The main objection to Francis' message about loving the poor is that they just don't "contribute." In the good old USA, everyone has to pull their weight - unless you can get somebody else to do it. How can you make money out of people who have no money?
Poor people are noted for, among other things, an unwillingness to spend large sums of money on crap. That is, except for the crap they're forced to eat because they can't afford anything else. Large firms have come up with all kinds of highly profitable items that contain "empty calories" to fill cash registers rather than basic nutritional needs. This may be why the Republican budget of Eric Cantor, Paul Ryan and most of the other well-fed members of the majority cut the snot out of school lunches, childhood health care and early education while preserving anything remotely connected with the military, including billion-dollar programs the brass says it doesn't even want. Francis would be against that.
The new pope said, while in Argentina, that much of the poverty in that country was caused by multinational corporations.
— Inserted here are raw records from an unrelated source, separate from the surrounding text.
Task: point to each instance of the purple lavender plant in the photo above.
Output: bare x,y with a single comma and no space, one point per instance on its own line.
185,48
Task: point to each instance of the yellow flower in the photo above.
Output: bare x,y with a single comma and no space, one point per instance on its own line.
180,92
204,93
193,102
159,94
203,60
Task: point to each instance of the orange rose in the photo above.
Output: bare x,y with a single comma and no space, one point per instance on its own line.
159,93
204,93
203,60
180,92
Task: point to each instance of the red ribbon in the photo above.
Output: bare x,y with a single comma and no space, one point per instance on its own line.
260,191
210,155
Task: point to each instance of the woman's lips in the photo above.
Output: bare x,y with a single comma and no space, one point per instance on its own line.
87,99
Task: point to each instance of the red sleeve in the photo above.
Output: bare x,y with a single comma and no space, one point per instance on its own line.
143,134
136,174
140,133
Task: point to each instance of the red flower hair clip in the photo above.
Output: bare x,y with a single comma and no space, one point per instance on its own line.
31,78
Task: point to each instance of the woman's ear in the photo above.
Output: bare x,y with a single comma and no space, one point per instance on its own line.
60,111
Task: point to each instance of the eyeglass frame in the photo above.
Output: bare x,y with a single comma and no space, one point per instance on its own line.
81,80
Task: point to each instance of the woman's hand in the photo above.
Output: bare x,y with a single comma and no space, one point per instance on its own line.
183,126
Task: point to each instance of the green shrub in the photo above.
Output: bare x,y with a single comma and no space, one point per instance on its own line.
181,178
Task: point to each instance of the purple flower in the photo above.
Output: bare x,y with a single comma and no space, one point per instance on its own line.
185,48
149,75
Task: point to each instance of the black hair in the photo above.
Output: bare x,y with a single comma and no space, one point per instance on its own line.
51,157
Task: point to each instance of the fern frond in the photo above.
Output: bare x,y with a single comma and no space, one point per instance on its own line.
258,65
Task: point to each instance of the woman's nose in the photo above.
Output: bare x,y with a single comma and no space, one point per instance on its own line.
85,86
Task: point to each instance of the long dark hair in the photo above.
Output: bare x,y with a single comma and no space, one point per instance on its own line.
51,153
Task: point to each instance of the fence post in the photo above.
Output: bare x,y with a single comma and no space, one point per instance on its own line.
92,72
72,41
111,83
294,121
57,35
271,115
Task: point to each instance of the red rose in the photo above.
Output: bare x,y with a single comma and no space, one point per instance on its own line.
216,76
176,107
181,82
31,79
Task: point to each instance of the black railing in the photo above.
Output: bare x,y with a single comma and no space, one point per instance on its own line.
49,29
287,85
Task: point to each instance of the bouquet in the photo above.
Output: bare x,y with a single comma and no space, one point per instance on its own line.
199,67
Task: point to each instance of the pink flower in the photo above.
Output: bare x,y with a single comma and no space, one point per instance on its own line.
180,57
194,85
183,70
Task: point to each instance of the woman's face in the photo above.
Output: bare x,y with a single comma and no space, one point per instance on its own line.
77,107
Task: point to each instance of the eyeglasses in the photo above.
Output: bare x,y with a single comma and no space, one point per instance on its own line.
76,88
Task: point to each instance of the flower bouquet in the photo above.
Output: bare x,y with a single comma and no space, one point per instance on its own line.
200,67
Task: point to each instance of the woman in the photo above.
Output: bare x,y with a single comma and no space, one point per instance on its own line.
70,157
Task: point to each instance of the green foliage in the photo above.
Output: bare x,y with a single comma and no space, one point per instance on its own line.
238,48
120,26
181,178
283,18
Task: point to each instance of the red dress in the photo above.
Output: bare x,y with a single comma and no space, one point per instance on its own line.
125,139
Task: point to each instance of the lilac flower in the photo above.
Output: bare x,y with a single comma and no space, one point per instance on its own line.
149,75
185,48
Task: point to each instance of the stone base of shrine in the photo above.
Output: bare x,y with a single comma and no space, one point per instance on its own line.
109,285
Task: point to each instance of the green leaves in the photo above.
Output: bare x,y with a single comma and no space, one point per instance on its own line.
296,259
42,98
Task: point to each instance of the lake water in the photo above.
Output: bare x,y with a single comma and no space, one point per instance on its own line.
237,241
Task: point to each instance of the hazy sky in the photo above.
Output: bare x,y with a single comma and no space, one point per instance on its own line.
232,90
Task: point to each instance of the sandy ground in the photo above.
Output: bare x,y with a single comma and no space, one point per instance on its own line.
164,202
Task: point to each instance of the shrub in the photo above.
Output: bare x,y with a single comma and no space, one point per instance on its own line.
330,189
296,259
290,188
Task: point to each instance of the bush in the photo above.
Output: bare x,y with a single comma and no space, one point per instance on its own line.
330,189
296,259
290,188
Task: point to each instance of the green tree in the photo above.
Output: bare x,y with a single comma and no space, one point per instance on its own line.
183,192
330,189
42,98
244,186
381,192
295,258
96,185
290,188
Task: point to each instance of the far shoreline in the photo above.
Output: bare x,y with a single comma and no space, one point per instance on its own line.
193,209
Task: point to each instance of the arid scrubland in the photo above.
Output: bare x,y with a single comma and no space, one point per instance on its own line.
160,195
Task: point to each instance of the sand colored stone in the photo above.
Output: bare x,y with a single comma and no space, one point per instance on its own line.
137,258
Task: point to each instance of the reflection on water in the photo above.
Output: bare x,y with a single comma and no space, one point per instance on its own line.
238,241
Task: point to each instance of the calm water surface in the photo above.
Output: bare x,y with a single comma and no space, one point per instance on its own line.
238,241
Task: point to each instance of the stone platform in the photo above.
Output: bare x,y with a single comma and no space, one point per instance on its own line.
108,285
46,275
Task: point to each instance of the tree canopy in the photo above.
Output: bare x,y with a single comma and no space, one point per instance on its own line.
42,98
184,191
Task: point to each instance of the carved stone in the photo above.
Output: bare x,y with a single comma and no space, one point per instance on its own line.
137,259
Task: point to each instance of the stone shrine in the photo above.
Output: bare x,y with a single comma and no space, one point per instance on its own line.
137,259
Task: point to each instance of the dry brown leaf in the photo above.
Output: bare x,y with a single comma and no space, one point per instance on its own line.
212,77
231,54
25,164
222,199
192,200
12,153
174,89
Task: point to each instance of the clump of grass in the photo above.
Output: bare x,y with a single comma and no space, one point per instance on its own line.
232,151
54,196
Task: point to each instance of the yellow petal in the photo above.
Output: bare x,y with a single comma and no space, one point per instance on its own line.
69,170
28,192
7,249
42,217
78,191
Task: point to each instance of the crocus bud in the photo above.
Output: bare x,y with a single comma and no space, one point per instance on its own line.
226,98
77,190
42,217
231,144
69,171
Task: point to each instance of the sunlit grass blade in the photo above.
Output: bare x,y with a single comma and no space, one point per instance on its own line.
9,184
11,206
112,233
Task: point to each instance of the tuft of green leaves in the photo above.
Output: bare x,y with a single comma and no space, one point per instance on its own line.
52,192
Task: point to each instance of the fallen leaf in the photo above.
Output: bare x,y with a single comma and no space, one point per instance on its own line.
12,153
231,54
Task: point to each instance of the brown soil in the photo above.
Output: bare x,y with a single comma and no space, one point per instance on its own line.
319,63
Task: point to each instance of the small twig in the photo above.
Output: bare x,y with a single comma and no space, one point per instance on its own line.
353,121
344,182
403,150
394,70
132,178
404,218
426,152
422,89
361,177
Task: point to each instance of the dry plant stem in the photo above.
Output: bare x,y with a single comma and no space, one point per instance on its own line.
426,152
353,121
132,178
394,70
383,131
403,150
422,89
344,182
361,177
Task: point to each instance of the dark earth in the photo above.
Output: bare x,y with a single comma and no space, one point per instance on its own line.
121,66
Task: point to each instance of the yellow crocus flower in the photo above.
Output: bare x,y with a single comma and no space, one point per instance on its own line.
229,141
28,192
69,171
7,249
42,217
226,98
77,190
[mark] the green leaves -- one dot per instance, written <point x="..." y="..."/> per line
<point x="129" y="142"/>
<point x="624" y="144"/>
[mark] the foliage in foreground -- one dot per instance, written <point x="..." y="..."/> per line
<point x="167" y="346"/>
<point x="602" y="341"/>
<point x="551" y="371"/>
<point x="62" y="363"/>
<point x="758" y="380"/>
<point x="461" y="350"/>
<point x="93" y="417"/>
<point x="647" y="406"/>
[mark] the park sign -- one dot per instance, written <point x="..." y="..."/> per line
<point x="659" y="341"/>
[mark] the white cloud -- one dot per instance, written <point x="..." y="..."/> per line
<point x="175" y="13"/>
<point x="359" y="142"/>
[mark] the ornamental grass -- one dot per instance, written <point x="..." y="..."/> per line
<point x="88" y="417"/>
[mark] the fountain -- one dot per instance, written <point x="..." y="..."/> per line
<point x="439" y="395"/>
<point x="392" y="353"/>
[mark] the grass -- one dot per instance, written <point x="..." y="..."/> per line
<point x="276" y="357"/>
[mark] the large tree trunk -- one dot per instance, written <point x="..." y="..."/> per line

That message would go over like a turd in a punchbowl if said in the hallowed halls of a Republican caucus - or maybe even in some Democratic ones. How can goodness be identified with poverty? Everyone knows that success can only be measured by the bottom line. Ask The Donald.
What Francis was saying, I feel, was the same kind of message presented once before by a poor carpenter who threw money changers out of temples. Both of them despised the rigged deck that passed as economics in their time. Then, the pharisees and the priests controlled the deck along with the army. Now, we have "too big to fail."
Poor? You're kidding, Francis. After all, we don't have lepers here and the prostitues can go to jail unless they're celebrities. Everything's just fine. Look at the stock market. The Bible says you can't serve God and Mammon. The big money's on Mammon.